Branded or Unbranded: What’s Right for Your Channel Partner Content?

May 1, 2019

Branded or Unbranded - What’s the best choice for Your Channel Partners-1In working with dozens of enterprise OEMs and ISVs over the years, one of the biggest frustrations we often hear is around the lack of channel partner engagement. Gartner echoes this complaint, stating that, in the average channel program, only 20 percent of partners are engaged and producing.

But if you ask most suppliers, even that number is incredibly optimistic. They’ll even say (mostly off the record) that without their top 5 percent of partners, they might not have any significant channel revenues at all.

So why the industry-wide channel paralysis? Is it too much vendor competition? Misalignment of priorities between supplier and partner? Or is it something simpler, like a lack of useful channel content?

 “In the average channel program, only 20 percent of partners are engaged and producing.” 
-Gartner

Why your co-marketing materials aren’t being used

As an agency that works with a number of partner marketing organizations, one of our key priorities in every engagement is to actually talk to the partner companies and see where their heads are at in regard to marketing support, go-to-market materials and leverageable content. More often than not, what we’ve found is that there is a distinct disconnect between what they want from their supplier and what they’re typically getting.

Recently, we conducted a series of partner interviews for a large enterprise software vendor. They wanted to know why their co-marketing materials weren’t being utilized by partners and what they could do to improve their utilization numbers.
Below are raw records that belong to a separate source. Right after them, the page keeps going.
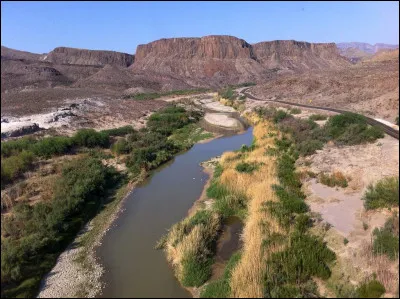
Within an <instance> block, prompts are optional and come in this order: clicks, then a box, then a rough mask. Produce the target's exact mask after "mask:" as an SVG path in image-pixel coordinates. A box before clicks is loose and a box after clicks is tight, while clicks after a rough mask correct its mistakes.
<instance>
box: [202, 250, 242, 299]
mask: <svg viewBox="0 0 400 299" xmlns="http://www.w3.org/2000/svg"><path fill="white" fill-rule="evenodd" d="M240 258H241V253H240V252H236V253H234V254H232V256H231V258H230V259H229V261H228V263H227V264H226V266H225V270H224V275H223V277H222V278H221V279H219V280H216V281H212V282H210V283H209V284H207V285H206V286H205V287H204V288H203V289H202V291H201V293H200V298H229V295H230V292H231V287H230V285H229V282H230V279H231V276H232V271H233V269H234V268H235V266H236V265H237V263H238V262H239V261H240Z"/></svg>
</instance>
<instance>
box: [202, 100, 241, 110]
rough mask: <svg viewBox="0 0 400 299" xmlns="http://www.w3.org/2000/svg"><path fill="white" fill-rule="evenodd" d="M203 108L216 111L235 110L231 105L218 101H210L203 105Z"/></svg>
mask: <svg viewBox="0 0 400 299" xmlns="http://www.w3.org/2000/svg"><path fill="white" fill-rule="evenodd" d="M204 107H205V108H207V109H210V110H214V111H218V112H235V111H236V110H235V109H234V108H232V107H229V106H225V105H222V104H221V103H220V102H211V103H208V104H205V105H204Z"/></svg>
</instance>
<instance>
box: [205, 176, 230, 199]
mask: <svg viewBox="0 0 400 299" xmlns="http://www.w3.org/2000/svg"><path fill="white" fill-rule="evenodd" d="M214 177H215V174H214ZM227 195H229V191H228V189H227V188H226V187H225V186H223V185H221V184H220V183H219V182H218V181H217V180H213V181H212V182H211V184H210V186H209V187H208V188H207V197H208V198H214V199H221V198H223V197H225V196H227Z"/></svg>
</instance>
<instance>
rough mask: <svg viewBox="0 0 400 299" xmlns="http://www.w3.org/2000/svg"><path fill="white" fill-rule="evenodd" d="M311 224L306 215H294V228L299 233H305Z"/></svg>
mask: <svg viewBox="0 0 400 299" xmlns="http://www.w3.org/2000/svg"><path fill="white" fill-rule="evenodd" d="M311 226H312V221H311V219H310V217H309V216H308V215H305V214H300V215H298V216H297V217H296V225H295V229H296V230H297V231H298V232H300V233H305V232H306V231H307V229H308V228H310V227H311Z"/></svg>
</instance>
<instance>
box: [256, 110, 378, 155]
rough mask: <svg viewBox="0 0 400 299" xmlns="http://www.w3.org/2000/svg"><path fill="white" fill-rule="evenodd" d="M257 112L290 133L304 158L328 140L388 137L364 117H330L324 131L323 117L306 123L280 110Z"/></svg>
mask: <svg viewBox="0 0 400 299" xmlns="http://www.w3.org/2000/svg"><path fill="white" fill-rule="evenodd" d="M255 111H256V113H258V115H259V116H261V117H263V118H266V119H269V120H270V121H273V122H274V123H276V124H278V129H279V130H280V131H282V132H284V133H289V134H290V135H291V137H292V138H293V141H294V143H295V149H296V151H297V152H298V153H299V154H300V155H301V156H308V155H311V154H314V153H315V151H316V150H319V149H322V147H323V145H324V143H325V142H327V141H328V140H334V141H335V142H336V143H338V144H346V145H355V144H362V143H366V142H373V141H375V140H376V139H378V138H382V137H383V136H384V134H383V131H382V130H381V129H380V128H377V127H371V126H369V125H368V124H367V121H366V118H365V117H364V116H362V115H359V114H355V113H350V112H346V113H343V114H340V115H335V116H332V117H330V118H329V120H328V121H327V122H326V124H325V126H324V127H322V128H320V127H319V126H318V125H317V124H316V123H315V122H314V120H320V119H324V118H325V117H324V116H322V115H319V114H317V115H312V116H310V118H309V119H308V120H303V119H297V118H294V117H293V116H292V115H290V114H288V113H286V112H284V111H283V110H279V109H276V108H257V109H256V110H255Z"/></svg>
Overwhelmingly, the responses that came back centered on two things:

  • The lack of top- and middle-of-funnel content
  • The inability to build and promote their own brands through the vendors’ supplied marketing materials

The first point wasn’t much a surprise. After all, name a large tech company that doesn’t have reams of content that spells out in infinite ways why their product or solution is better than the competition. From sell-sheets and white papers to PPT presentations and ROI calculators, these types of middle- and bottom-of-funnel assets are readily available for partners to use at any given time.
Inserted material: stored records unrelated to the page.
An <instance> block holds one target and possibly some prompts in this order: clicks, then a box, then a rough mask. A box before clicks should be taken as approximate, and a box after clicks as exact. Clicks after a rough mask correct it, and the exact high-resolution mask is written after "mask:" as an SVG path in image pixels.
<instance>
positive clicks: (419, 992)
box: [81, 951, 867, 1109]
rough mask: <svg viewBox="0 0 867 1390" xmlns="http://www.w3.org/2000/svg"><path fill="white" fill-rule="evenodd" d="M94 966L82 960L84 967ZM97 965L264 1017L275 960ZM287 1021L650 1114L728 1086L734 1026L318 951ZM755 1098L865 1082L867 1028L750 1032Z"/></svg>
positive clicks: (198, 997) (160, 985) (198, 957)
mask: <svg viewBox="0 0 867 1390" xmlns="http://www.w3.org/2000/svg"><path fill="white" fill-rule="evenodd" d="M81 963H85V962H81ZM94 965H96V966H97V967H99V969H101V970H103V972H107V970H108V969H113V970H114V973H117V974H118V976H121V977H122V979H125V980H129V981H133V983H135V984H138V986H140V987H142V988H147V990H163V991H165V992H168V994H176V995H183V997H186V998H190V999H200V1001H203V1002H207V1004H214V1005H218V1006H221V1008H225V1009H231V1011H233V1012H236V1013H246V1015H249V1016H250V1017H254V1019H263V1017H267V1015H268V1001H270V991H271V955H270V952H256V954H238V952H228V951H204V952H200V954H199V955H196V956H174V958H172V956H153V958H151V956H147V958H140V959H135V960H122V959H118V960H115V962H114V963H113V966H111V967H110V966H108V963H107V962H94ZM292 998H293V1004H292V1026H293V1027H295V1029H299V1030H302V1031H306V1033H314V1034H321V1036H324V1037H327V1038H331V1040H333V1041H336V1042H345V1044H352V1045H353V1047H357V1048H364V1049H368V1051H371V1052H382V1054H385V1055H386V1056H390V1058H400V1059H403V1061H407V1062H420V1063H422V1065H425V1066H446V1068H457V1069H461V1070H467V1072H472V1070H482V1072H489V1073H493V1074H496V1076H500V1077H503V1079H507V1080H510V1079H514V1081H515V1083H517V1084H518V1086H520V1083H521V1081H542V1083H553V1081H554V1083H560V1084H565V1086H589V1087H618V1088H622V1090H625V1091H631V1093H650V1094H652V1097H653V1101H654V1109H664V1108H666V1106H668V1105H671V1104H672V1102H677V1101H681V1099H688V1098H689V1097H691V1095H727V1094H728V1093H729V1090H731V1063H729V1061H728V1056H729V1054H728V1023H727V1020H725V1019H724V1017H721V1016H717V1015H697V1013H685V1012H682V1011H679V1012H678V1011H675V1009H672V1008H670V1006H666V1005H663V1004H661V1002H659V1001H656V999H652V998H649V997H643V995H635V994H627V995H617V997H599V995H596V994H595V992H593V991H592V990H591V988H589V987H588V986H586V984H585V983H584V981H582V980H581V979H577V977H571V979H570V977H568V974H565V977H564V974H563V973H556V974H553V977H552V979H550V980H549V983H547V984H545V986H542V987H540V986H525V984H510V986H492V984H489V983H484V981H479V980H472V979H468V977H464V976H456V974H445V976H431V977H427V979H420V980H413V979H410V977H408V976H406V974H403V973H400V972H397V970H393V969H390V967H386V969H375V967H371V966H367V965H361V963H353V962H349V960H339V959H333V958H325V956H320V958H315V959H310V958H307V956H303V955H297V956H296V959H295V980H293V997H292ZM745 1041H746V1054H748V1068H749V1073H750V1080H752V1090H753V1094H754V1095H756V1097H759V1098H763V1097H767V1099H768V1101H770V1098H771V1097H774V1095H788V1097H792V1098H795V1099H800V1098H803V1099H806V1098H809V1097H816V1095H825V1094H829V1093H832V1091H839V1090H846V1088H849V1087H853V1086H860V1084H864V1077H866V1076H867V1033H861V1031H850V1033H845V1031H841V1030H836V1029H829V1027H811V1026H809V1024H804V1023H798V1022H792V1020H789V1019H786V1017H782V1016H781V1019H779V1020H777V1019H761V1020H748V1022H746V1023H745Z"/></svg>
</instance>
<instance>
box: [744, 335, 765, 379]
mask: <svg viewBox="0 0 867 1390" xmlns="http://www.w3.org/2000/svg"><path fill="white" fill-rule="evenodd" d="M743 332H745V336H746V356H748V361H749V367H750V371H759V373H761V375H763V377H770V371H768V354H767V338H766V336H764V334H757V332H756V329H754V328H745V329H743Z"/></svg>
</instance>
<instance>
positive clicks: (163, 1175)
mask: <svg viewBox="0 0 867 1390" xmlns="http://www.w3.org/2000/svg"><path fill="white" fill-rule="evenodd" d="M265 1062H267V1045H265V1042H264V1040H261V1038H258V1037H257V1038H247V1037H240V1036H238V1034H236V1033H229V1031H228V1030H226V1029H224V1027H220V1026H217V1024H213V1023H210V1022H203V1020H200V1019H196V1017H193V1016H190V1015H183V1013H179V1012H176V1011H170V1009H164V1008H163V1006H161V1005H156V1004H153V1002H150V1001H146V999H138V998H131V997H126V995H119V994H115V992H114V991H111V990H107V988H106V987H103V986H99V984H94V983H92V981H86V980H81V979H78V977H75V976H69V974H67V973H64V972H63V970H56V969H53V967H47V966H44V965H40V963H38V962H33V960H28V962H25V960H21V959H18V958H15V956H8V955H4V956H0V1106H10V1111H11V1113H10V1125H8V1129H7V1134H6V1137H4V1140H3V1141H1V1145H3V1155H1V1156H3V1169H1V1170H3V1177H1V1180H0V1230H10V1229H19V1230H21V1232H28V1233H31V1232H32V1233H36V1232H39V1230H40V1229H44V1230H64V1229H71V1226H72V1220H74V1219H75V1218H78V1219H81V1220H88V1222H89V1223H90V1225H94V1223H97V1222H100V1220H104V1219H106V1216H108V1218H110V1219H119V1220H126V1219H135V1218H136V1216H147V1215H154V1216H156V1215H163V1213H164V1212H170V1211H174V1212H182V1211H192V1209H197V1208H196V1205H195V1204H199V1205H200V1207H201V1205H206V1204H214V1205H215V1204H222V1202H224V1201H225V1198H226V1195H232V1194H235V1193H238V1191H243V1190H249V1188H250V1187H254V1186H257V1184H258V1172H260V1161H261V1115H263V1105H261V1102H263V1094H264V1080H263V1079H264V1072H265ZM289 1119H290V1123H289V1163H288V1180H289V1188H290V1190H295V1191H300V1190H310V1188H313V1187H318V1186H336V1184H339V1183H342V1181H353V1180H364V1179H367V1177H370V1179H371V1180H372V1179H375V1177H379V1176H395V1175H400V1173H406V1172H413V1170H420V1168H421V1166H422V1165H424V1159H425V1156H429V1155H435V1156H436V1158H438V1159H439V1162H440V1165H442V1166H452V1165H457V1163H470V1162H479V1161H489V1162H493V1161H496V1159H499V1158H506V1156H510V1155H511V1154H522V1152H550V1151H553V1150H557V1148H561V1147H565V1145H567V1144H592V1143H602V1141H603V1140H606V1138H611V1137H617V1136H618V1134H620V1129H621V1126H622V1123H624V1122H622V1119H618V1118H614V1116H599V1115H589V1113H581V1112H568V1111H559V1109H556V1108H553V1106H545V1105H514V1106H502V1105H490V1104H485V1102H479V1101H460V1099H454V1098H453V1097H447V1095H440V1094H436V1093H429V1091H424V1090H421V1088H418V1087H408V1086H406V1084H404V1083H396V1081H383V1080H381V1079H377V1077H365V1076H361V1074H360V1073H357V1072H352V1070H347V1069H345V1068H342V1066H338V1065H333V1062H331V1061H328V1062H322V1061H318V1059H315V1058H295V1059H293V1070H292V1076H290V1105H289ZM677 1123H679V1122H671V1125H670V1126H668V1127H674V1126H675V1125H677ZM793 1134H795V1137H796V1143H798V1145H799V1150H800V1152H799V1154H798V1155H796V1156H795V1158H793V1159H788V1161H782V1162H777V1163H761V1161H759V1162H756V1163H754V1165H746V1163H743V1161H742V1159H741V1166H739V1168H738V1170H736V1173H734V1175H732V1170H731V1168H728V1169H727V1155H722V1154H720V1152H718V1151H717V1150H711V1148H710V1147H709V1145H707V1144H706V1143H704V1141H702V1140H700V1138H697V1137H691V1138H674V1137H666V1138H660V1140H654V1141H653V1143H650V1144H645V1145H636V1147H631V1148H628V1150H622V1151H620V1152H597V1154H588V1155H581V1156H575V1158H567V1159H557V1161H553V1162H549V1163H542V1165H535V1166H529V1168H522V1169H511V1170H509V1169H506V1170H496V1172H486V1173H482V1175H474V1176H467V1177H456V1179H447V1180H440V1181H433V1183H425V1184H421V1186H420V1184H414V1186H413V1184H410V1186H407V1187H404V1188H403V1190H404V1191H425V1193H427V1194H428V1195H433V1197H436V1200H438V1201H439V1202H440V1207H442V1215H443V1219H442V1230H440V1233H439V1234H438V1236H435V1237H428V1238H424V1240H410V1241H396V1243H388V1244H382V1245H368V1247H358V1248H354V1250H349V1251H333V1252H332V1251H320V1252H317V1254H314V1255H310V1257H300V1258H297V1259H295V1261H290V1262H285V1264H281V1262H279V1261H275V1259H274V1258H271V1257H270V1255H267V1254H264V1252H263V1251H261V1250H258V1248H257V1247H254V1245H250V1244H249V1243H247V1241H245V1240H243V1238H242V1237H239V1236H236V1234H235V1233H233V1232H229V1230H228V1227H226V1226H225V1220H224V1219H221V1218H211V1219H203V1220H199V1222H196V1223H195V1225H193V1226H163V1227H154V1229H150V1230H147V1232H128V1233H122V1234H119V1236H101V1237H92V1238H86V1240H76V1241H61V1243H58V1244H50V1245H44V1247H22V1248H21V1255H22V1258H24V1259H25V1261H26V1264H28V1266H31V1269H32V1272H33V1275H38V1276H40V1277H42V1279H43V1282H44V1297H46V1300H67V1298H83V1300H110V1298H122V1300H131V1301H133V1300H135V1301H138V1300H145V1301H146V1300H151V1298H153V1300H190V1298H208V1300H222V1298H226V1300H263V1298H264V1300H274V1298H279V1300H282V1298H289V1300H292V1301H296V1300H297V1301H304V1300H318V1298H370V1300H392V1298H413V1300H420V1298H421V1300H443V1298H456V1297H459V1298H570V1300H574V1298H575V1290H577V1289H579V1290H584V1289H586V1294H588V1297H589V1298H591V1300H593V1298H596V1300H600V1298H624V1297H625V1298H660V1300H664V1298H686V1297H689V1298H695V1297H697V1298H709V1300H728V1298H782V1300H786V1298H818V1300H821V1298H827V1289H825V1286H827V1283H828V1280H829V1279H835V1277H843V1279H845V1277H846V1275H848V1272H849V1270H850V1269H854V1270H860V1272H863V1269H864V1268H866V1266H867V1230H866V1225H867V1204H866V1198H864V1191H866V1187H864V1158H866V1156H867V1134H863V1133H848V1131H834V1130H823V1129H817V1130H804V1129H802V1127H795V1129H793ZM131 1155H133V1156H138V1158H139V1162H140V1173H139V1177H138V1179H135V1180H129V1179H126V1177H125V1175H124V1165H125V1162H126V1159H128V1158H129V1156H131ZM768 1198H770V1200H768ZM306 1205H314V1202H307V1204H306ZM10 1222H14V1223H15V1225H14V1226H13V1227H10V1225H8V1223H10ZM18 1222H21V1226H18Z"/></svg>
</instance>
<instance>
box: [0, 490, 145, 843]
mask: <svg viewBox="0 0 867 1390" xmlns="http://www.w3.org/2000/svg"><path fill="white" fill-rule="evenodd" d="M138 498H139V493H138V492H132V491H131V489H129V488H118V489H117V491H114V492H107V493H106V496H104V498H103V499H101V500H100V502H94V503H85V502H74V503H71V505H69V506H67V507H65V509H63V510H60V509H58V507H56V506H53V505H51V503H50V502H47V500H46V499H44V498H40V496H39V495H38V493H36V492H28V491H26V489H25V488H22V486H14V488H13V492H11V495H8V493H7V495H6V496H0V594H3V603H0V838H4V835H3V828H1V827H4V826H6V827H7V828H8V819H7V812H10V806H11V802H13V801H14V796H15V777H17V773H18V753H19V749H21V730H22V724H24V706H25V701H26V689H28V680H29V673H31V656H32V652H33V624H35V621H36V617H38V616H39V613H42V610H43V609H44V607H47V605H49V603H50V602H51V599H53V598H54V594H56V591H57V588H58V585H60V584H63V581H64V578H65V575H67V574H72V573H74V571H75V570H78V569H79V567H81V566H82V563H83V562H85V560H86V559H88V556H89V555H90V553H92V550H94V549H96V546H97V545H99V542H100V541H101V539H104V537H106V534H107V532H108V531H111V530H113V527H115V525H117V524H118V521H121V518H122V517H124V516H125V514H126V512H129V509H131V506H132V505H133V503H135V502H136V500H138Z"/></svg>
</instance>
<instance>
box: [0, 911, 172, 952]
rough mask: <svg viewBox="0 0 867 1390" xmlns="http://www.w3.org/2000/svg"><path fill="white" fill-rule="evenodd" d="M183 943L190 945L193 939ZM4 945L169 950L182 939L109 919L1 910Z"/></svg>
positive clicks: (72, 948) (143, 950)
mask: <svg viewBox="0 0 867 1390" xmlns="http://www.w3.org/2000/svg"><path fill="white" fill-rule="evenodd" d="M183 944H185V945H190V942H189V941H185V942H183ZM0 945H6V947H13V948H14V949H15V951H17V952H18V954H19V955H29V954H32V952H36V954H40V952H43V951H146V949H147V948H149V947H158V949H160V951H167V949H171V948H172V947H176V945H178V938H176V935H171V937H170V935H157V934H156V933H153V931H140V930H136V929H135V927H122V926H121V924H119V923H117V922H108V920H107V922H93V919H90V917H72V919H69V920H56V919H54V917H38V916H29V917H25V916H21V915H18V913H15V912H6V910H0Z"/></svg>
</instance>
But as we all know, the buying process has dramatically changed in recent years. For partners to nurture their own leads and continue growing their existing customer base, they need conversations, not differentiated solutions. Prospects want to talk about pain points, not feature sets. They’re thinking about business challenges, not infrastructure specs…at least, not yet.

That’s why more—and better—top-of-funnel (TOFU) content is needed. Better yet, partners need more content that doesn’t promote your brand. They need more assets that address customer problems.

And while we’re at it, we highly suggest that you give partners MORE ROOM to promote their own brands. In an article written for Channel Marketer Report, Mike Moore, VP of Channel Strategy at Averetek, noted that when CMOs see partners as unreliable participants in bringing the company’s message to the market, they generally direct their brand teams to exert tight control over use of the company’s brand identity and marketing materials.

The problem with enforcing strict co-branding guidelines, wrote Moore, is that it makes “through-partner marketing incredibly rigid and potentially ineffective.”

Your logo isn’t the hero

It’s often a forgotten point: partners have a brand of their own. And who wouldn’t want to promote their own brand! So why not allow them to do just that? If they’re developing the leads, nurturing them through the buying process, and educating them on the benefits of using your solution, is it really necessary to be the primary brand on a piece of content? After all, you both win in the end.

So we recommend easing up on the reigns of controlling the branding of the TOFU content you supply for partners. Even better, we humbly suggest you provide these valuable marketing materials in three ways for partners:

  • Co-branded content – The industry standard. Give equal room for partners to customize and add their own branding. Or god forbid, let them take the primary branding space and only use the back page/cover for your more well-known brand mark.
  • Neutral-branded content – We get it. Most enterprise vendors have spent millions on developing their brands, so they want to use it. But we’ve found many partners are more hesitant to fully leverage content assets that scream, “this is (vendor name) content.” Why not develop a mini-brand that leverages components of the supplier brand (such as colors or fonts), but doesn’t uniquely identify it as such? This way, the partner can hopefully get more recognition and awareness of their brand while promoting your quality asset.
  • Raw content – The bare bones. Give partners the source files, illustrations and copy documents and allow them to use in their preferred ways. This route also allows partners to customize the content for multiple purposes and to “spin it” to best suit their business capabilities and skill sets

To sum it up, the key to better partner engagement just might be providing content that works better for them than it does for you. But as we’ve already mentioned, it’s still a win-win—and that’s what everyone wants in the end!